Correlation between flavan-3-ol/procyanidin concentrations and H-ORAC values in 30 apple cultivars. Flavan-3-ol/procyanidin concentrations are presented as mg/100 g FW and H-ORAC values are expressed as µmol TE/100 g FW.

Because dietary fruit is a major source of anti-oxidants and phytochemicals, determination of polyphenol concentrations is critical to assessments of dietary anti-oxidant intake. Accordingly, the anti-oxidant capacities of cultural foods have been reported in several countries (Rothwell et al., 2013), and the anti-oxidant capacities of fruits, vegetables and cereals have been demonstrated in the United States (Wu et al., 2004), Italy (Pellegrini et al., 2003), France (Brat et al., 2006) and Korea (Cho et al., 2007). Fruit is a major source of hydrophilic anti-oxidants such as polyphenols, and corresponding databases are important resources for estimates of daily dietary polyphenol intake in epidemiological and cohort studies and for investigations of the relationships between dietary polyphenols and disease prevalence. Although the physiological functions of foods have been widely investigated in Japan, the anti-oxidant capacities of Japanese daily diets have not been reported using standardised methods. Thus, in the present study the H-ORAC values and procyanidin concentrations of apples were determined. Furthermore, ORAC values of various fruits have been reported during ripening (Kalt et al., 2003), storage (Serrano et al., 2009) and manufacture (Rababah et al., 2005). Further studies will be required to determine the anti-oxidant concentrations and activities of other fruits and of overall daily diets in Japan for application to epidemiological and cohort studies.

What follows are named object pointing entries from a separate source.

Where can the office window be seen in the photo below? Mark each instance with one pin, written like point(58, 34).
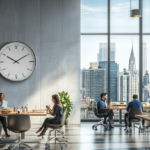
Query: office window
point(124, 52)
point(93, 16)
point(146, 16)
point(120, 17)
point(146, 69)
point(124, 76)
point(93, 73)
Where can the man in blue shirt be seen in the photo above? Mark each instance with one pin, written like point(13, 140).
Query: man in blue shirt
point(102, 105)
point(134, 104)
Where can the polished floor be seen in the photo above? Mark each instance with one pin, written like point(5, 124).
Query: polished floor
point(83, 137)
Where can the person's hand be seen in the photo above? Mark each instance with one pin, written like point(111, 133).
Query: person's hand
point(109, 106)
point(47, 107)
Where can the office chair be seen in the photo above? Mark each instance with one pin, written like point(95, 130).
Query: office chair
point(104, 114)
point(19, 123)
point(55, 128)
point(133, 119)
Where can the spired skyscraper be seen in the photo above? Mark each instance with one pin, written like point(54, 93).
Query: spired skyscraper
point(128, 82)
point(103, 52)
point(132, 65)
point(114, 67)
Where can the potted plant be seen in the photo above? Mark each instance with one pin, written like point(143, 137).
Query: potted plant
point(66, 104)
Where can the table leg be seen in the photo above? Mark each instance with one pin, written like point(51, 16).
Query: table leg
point(23, 135)
point(120, 116)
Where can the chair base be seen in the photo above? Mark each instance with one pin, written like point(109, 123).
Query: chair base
point(18, 144)
point(98, 124)
point(134, 126)
point(55, 138)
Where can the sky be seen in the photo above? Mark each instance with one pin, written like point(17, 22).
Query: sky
point(94, 20)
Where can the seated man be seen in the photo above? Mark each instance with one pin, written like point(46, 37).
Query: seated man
point(102, 105)
point(133, 104)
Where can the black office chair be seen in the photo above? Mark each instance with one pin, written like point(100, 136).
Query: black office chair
point(19, 123)
point(133, 119)
point(104, 114)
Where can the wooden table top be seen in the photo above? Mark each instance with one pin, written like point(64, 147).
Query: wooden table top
point(144, 117)
point(124, 108)
point(30, 114)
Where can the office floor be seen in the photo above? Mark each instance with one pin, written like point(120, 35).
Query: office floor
point(84, 138)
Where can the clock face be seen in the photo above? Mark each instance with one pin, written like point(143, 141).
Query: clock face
point(17, 61)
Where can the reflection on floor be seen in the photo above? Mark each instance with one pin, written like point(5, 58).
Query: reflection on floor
point(84, 138)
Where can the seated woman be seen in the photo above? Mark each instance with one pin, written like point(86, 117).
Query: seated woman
point(56, 111)
point(3, 104)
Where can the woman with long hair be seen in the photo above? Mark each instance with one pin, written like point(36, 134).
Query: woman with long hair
point(56, 111)
point(3, 105)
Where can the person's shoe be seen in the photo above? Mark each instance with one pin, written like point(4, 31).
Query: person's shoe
point(39, 130)
point(111, 126)
point(104, 122)
point(41, 134)
point(1, 143)
point(7, 135)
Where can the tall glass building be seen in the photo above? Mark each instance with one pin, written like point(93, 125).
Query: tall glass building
point(93, 82)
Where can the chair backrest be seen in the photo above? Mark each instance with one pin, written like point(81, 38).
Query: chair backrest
point(19, 122)
point(95, 111)
point(63, 118)
point(133, 112)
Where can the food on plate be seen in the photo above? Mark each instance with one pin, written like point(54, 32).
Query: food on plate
point(144, 104)
point(6, 111)
point(121, 103)
point(113, 103)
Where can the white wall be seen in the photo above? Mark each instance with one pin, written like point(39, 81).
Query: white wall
point(52, 29)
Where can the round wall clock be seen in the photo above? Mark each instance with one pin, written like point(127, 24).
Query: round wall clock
point(17, 61)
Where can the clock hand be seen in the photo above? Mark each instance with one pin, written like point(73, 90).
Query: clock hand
point(12, 59)
point(21, 58)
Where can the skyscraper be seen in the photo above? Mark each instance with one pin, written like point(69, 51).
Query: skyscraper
point(93, 81)
point(132, 65)
point(128, 81)
point(144, 58)
point(114, 67)
point(146, 78)
point(127, 86)
point(103, 52)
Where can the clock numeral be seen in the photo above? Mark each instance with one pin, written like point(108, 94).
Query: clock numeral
point(31, 61)
point(9, 48)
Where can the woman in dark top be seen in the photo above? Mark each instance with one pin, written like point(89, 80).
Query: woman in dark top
point(56, 111)
point(3, 105)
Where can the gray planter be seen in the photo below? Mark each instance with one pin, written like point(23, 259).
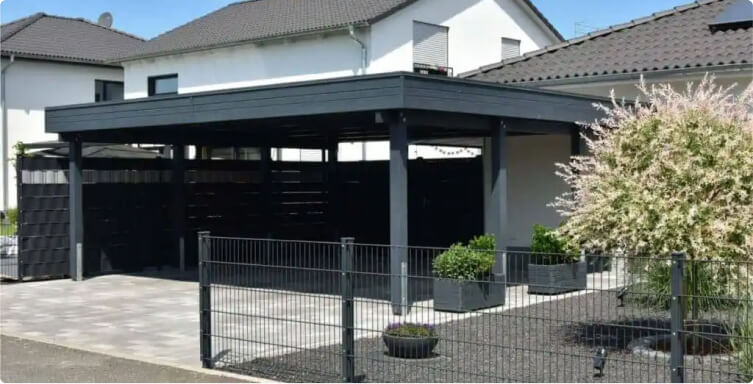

Acknowledgements    We wish to thank Dr. Y. Takano-Ishikawa, National Food Research Institute, National Agriculture and Food Research Organization, for the provision of the H-ORAC experimental system. We also acknowledge Dr. K. Abe, National Institute of Fruit Tree Science, National Agriculture and Food Research Organization, for providing the large number of apple samples. This work was supported in part by a grant-in-aid for research on ‘new demand creation of agricultural products’ by the Ministry of Agriculture, Forestry and Fisheries.